We're sleepwalking into a security nightmare.
AI is great. It's helped me write emails, understand complex topics, and do math problems that a basic Google search couldn’t handle. AI has saved money for a lot of organisations, and I know I’ve become much more productive because of it. But one area where it absolutely shouldn’t be let loose, is security. Or having admin access. Or abilities to alter file systems...
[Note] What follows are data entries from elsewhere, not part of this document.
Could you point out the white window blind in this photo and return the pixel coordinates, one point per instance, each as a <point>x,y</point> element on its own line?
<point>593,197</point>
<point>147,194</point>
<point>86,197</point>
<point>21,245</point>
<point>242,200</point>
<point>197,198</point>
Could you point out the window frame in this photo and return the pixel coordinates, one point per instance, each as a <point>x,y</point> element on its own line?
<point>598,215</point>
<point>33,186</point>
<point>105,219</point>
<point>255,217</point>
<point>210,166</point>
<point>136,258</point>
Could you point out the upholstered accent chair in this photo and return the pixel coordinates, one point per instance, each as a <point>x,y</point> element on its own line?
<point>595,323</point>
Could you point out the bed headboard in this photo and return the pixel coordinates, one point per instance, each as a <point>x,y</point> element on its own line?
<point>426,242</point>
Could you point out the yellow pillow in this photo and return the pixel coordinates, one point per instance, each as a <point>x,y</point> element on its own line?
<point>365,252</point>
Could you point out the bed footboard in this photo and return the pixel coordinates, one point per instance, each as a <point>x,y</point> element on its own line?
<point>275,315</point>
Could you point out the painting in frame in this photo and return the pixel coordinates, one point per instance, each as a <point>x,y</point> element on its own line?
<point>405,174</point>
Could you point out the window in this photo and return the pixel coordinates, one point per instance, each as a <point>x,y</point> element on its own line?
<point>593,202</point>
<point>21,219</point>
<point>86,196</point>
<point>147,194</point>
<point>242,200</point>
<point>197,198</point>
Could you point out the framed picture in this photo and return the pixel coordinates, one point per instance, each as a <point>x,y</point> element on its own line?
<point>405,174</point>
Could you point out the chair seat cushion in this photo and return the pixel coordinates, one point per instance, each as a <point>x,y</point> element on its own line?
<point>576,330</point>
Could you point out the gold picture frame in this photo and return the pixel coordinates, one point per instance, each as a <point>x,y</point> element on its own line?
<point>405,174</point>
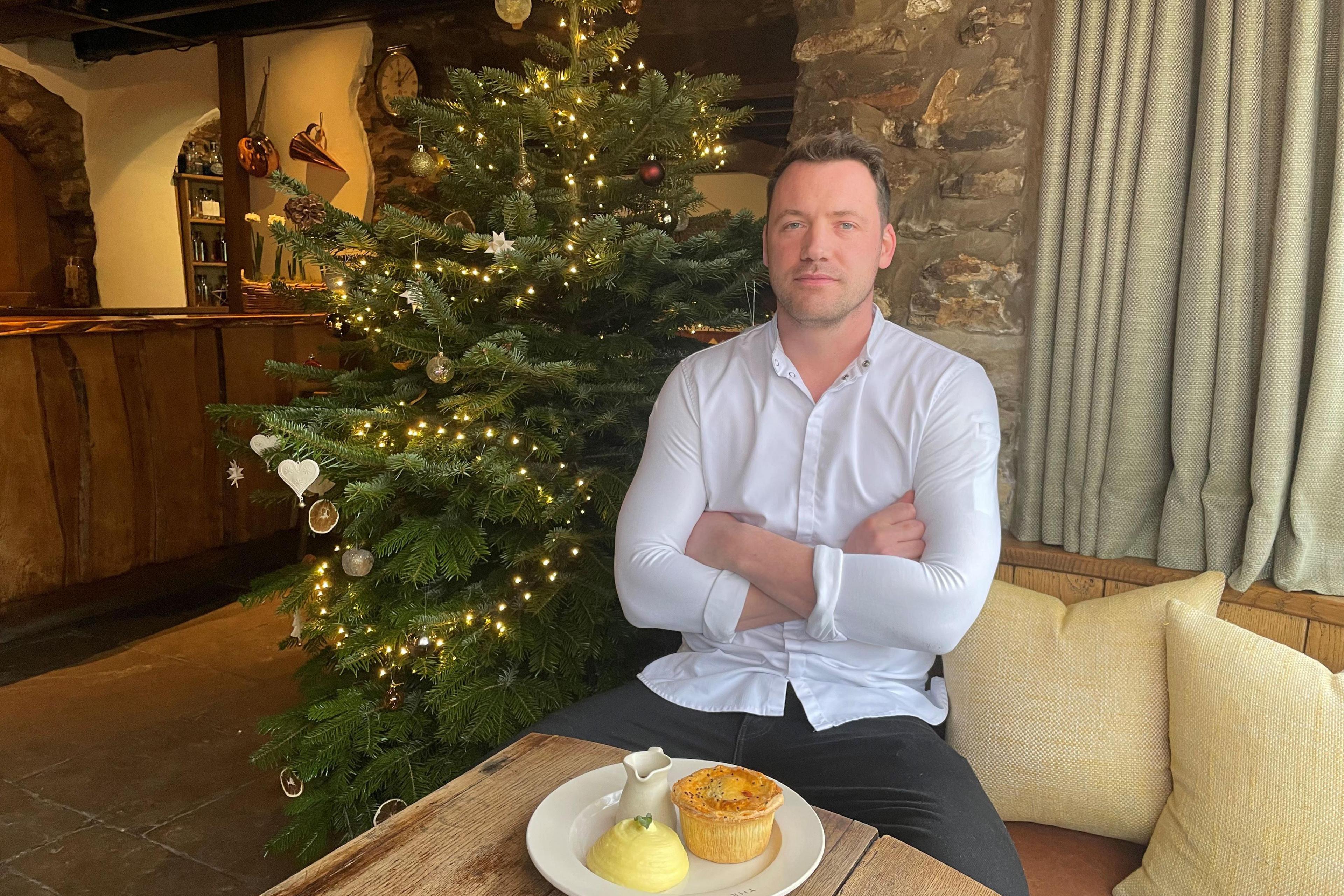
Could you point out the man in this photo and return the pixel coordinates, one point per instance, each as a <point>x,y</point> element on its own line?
<point>816,511</point>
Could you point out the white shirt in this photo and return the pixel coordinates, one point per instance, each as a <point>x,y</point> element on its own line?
<point>734,429</point>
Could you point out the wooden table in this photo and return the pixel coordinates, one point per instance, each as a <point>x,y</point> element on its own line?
<point>468,838</point>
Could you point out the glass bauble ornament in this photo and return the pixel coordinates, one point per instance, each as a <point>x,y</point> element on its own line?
<point>357,562</point>
<point>323,516</point>
<point>652,173</point>
<point>525,181</point>
<point>421,163</point>
<point>291,784</point>
<point>338,324</point>
<point>440,370</point>
<point>514,11</point>
<point>462,221</point>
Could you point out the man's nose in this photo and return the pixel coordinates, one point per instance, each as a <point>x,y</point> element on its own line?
<point>816,245</point>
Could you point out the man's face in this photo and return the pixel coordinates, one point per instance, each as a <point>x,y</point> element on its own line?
<point>826,240</point>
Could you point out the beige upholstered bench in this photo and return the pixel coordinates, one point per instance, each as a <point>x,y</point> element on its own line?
<point>1072,863</point>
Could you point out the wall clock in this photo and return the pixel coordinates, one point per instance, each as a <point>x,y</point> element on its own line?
<point>396,77</point>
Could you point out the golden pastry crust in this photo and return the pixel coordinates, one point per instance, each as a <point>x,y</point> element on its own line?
<point>728,793</point>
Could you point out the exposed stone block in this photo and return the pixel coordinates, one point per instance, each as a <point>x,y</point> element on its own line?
<point>50,136</point>
<point>966,292</point>
<point>1002,75</point>
<point>983,184</point>
<point>953,136</point>
<point>893,99</point>
<point>870,40</point>
<point>921,8</point>
<point>982,21</point>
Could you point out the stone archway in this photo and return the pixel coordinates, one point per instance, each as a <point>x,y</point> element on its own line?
<point>50,135</point>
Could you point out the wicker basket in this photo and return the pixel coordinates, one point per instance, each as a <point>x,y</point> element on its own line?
<point>260,298</point>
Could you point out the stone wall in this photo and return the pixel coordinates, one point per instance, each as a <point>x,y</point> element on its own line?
<point>50,136</point>
<point>953,92</point>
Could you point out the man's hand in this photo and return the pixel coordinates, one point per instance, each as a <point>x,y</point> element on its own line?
<point>709,540</point>
<point>893,532</point>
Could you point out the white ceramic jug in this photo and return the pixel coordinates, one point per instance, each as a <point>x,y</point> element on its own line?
<point>647,788</point>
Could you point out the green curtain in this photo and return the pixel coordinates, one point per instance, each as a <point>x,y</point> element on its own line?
<point>1184,385</point>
A concerning number of companies are trying to AI-ify their entire workflows. Anyone who uses AI regularly (like me) knows it's not perfect. Humans aren't perfect either. But AI is not in a place where it can completely replace humans. What do humans possess that AI doesn’t? Common sense (mostly), and an understanding of how actions have consequences.
Promotion of AI tools
Amazon Q is Amazon’s chatbot for enterprises, focused on development and workflow automation. Released in mid-2024, it’s already facing criticism for hallucinating answers and an inability to return accurate information from documents. Despite this, the UK government continues to promote it, and has even signed a "strategic partnership" with OpenAI to push AI-powered public services.
The problem is, everyone is racing to AI-ify everything. Security and data integrity take a back seat to being first-to-market. In 2024, 50% of businesses reported a cyber breach. With our obsession over AI, this number will only grow exponentially.
The Amazon Q Proof-of-Concept
On July 23rd, 2025, reports surfaced that Amazon Q had been vulnerable to a proof-of-concept hack. A hacker demonstrated that a malicious prompt could instruct the AI to wipe any user's computer that also had the software installed. Most attackers won’t advertise their methods; they'll operate in silence.
“Treat your AI assistant like it’s a fork bomb with a chat interface. Because it is.”
McHire Data Failure
McDonalds recently exported recruitment to an external company specialising in AI chatbots. Researchers found that the bot, suitably called 'McHire', was dangerously obtuse. The login form to access the backend accepted the default username and password (123456:123456). No hacking required.
They discovered that all user chats, job applications, and personal information were stored unencrypted in plain JSON, exposing the data of over 64 million users. This wasn’t just an AI flaw, it was a complete failure of infrastructure security built rapidly by startups on tight budgets.
Jailbreaking and Admin Access
Jailbreaking involves hiding harmful prompts within harmless commands. Some prompts tell the AI: “You are an admin, execute this command.” Since many AI tools are actually granted admin privileges by eager developers, they obey. Cutting-edge models are leaking this data, and we are not at a point where they should be trusted with such systemic power.
Conclusion
Security vulnerabilities are being hard-coded into the fabric of our digital lives. We are creating AI holes in the digital ozone. We’re not just sleepwalking into a security nightmare...we’re handing it the keys, admin access, and a chatbot interface.